Because The Comedian at least could use war and national security as an excuse, and the guy Rorshach cuts to pieces was a child rapist/murderer who had fed a little girl—or at least her body—to some German shepherds. Doling out the death penalty to a bunch of muggers seemed a little extreme for a pair of characters who spend most of the movie shaking their head at what a violent psychopath Rorshach is.
—
The Dan/Laurie humping to a chorus of “Hallelujah” in the owl ship was already a pretty goofy scene without Laurie slamming her hand on to the flame-thrower button, so that Archie ejaculated flame into the night sky as they came. Whatever Snyder’s next movie is, I pray it’s not a comedy.
—
Ozymandias, The Smartest Man in the World, sure had an easy computer to break into. Not only was his password something that former colleagues Rorshach and Dan able to free-associate their way to in the space of a few seconds, but it was actually written on the spine of a book that Dan could see while sitting in front of the computer. This makes his corporate computer only slightly more difficult to break into than
Sarah Palin’s Yahoo mail account was.
—
Dan’s “Nooooooooo!!!!” at the sight of Dr. M exploding Rorschach would probably be laughably melodramatic no matter how it was staged (it was one of the few times I actually smiled during the film), but the fact that Dan stood there and watched the build up without doing or saying anything made it all the worse.

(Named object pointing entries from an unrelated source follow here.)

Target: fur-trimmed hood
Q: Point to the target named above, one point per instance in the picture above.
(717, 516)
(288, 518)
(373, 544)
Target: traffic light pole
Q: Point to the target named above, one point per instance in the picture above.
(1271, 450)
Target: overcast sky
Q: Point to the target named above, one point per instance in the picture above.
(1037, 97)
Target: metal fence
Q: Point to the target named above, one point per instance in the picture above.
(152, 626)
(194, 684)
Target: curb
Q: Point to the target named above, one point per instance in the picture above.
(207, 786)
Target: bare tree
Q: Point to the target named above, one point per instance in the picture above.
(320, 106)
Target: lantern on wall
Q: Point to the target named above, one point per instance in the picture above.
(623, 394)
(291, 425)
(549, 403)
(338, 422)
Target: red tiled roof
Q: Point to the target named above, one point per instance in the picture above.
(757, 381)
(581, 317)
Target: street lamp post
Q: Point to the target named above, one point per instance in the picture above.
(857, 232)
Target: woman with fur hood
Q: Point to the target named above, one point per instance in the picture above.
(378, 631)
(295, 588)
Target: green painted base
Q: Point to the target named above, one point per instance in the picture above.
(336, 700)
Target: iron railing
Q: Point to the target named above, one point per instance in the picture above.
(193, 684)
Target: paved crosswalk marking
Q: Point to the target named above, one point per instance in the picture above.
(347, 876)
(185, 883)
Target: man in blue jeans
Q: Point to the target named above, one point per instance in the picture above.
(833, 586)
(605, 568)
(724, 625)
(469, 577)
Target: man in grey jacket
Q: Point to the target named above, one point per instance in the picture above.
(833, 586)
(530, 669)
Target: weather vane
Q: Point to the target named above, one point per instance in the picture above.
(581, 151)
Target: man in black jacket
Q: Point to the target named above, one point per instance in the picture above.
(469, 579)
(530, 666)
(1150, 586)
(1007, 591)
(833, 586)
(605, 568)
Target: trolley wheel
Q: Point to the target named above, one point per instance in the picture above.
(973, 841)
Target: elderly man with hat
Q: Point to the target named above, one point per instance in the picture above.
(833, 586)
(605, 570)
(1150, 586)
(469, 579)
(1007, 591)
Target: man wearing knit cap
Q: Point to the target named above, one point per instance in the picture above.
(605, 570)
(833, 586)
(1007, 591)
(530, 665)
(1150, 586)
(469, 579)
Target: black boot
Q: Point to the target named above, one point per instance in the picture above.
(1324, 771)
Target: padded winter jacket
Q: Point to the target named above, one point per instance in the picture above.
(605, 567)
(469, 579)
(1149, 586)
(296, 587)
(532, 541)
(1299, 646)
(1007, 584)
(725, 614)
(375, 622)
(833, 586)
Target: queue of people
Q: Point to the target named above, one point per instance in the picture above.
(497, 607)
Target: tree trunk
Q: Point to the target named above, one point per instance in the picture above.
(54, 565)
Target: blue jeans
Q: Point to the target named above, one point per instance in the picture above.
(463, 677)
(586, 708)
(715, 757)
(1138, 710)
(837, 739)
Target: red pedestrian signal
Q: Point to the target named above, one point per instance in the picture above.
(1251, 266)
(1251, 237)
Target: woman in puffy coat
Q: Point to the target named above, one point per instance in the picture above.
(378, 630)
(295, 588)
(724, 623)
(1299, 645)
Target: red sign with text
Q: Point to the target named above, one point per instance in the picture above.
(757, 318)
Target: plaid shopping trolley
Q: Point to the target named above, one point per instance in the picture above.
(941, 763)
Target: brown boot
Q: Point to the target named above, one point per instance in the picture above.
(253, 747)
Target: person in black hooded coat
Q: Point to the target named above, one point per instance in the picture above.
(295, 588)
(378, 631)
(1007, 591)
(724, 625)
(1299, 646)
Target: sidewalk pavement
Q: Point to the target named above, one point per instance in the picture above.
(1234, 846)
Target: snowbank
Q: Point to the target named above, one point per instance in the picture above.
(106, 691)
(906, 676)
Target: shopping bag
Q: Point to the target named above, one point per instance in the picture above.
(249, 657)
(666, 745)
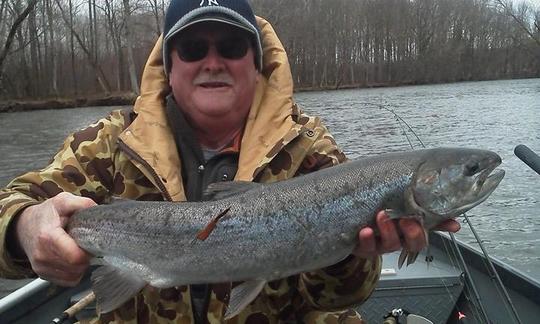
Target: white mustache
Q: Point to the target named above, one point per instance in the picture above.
(217, 78)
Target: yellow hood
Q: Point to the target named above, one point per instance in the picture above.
(269, 124)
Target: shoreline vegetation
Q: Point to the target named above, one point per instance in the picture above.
(87, 53)
(128, 98)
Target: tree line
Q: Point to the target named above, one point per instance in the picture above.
(70, 48)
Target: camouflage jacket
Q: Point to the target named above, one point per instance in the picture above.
(133, 155)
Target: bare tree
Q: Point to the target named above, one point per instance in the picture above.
(129, 47)
(14, 27)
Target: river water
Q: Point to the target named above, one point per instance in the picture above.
(495, 115)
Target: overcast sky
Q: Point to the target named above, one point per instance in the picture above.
(534, 2)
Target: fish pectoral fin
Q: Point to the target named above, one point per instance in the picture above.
(242, 295)
(225, 189)
(113, 287)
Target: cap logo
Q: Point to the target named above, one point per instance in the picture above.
(209, 3)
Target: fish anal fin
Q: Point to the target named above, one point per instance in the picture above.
(113, 287)
(242, 295)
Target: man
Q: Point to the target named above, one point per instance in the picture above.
(229, 114)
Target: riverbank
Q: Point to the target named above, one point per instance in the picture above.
(128, 98)
(121, 99)
(124, 99)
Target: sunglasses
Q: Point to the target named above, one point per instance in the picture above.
(192, 50)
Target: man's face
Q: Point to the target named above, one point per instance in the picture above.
(219, 85)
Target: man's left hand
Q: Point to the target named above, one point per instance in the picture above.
(388, 239)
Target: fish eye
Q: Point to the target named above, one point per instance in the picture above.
(471, 168)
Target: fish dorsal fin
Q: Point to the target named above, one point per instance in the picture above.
(113, 287)
(226, 189)
(242, 295)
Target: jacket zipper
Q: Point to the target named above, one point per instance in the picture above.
(132, 154)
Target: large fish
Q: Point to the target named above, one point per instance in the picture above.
(259, 232)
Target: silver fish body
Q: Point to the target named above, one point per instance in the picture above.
(270, 231)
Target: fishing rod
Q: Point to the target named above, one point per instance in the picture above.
(533, 161)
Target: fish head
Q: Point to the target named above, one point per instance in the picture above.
(451, 181)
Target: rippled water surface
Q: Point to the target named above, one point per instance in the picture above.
(496, 115)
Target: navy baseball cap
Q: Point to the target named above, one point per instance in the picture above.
(184, 13)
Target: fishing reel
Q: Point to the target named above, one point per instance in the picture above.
(397, 314)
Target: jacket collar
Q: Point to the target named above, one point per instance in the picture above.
(269, 127)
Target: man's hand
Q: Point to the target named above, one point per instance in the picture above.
(53, 254)
(388, 240)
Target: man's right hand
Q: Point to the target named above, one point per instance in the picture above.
(53, 254)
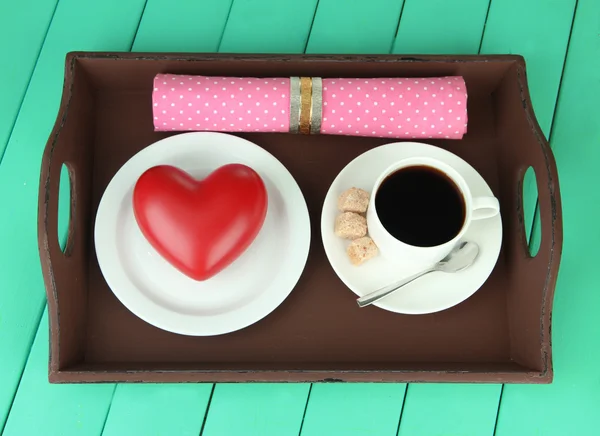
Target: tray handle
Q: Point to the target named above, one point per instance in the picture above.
(66, 272)
(532, 279)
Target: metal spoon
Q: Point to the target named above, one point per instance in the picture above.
(461, 257)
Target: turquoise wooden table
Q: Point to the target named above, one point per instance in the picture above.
(560, 40)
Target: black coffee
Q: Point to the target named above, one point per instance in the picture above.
(420, 206)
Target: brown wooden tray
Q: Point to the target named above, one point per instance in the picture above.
(500, 334)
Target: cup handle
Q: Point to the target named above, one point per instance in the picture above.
(485, 207)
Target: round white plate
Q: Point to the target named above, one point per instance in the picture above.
(243, 293)
(431, 293)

Was there really any suspense about the fact that Dr. Manhattan was about to kill Rorshach? I mean, Dr. Manhattan has his hand raised, Rorshach has his mask off and is screaming “Do it!” at him. Why didn’t Dan step in with a, “No, hey, wait a minute guys, let’s talk about this?” He just stood by and then acted surprised, no
shocked by the fact that the guy who said he was going to kill the other guy who was screaming "kill me" actually killed him.
—
I kinda wish Charlie and Donald Kaufman wrote this adaptation.—
I know there's an awful lot of negativity in this post, but I should note that I didn't hate the movie or anything. I was sufficiently entertained throughout to the point that I wasn't eager to leave or wondering how much longer it could possibly go on. It failed to convince me that it needed to exist, or was worthwhile, but I didn't mind spending a Saturday afternoon and a five bucks on it.
It was no
Speed Racer though.
*
Oh how I envy his willpower. **
Yeah, yeah, yeah. Caleb's writing completists will recall I already linked to that review over at Blog@Newsarama.com. But it's a really well written one. I envy McCulloch's critical skills and ability with a phrase. Apparently, I am full of envy tonight***
It occurred to me that Snyder’s reverence for a work by Alan Moore and the pains he goes to take visual cues from Moore’s artist collaborator coupled with his apparent love of gore and violence would have made him a perfect choice to direct From Hell
, which would easily have been the very worst Moore-to-screen adaptation, were it now for the great lengths “LXG
” went to in order to be depressingly, soul-crushingly abysmal.****
After writing this, I read Dr. K’s review, and he offers an interpretation that does
make a great deal of sense. I think he presents enough evidence for that interpretation that I understand how he arrived at it, but, if it was Snyder and company’s intent, I don’t think they did a very good job of making it clear. Anyway, if you haven’t, check out his review—it’s a good read, and starts off with a wonderful anecdote.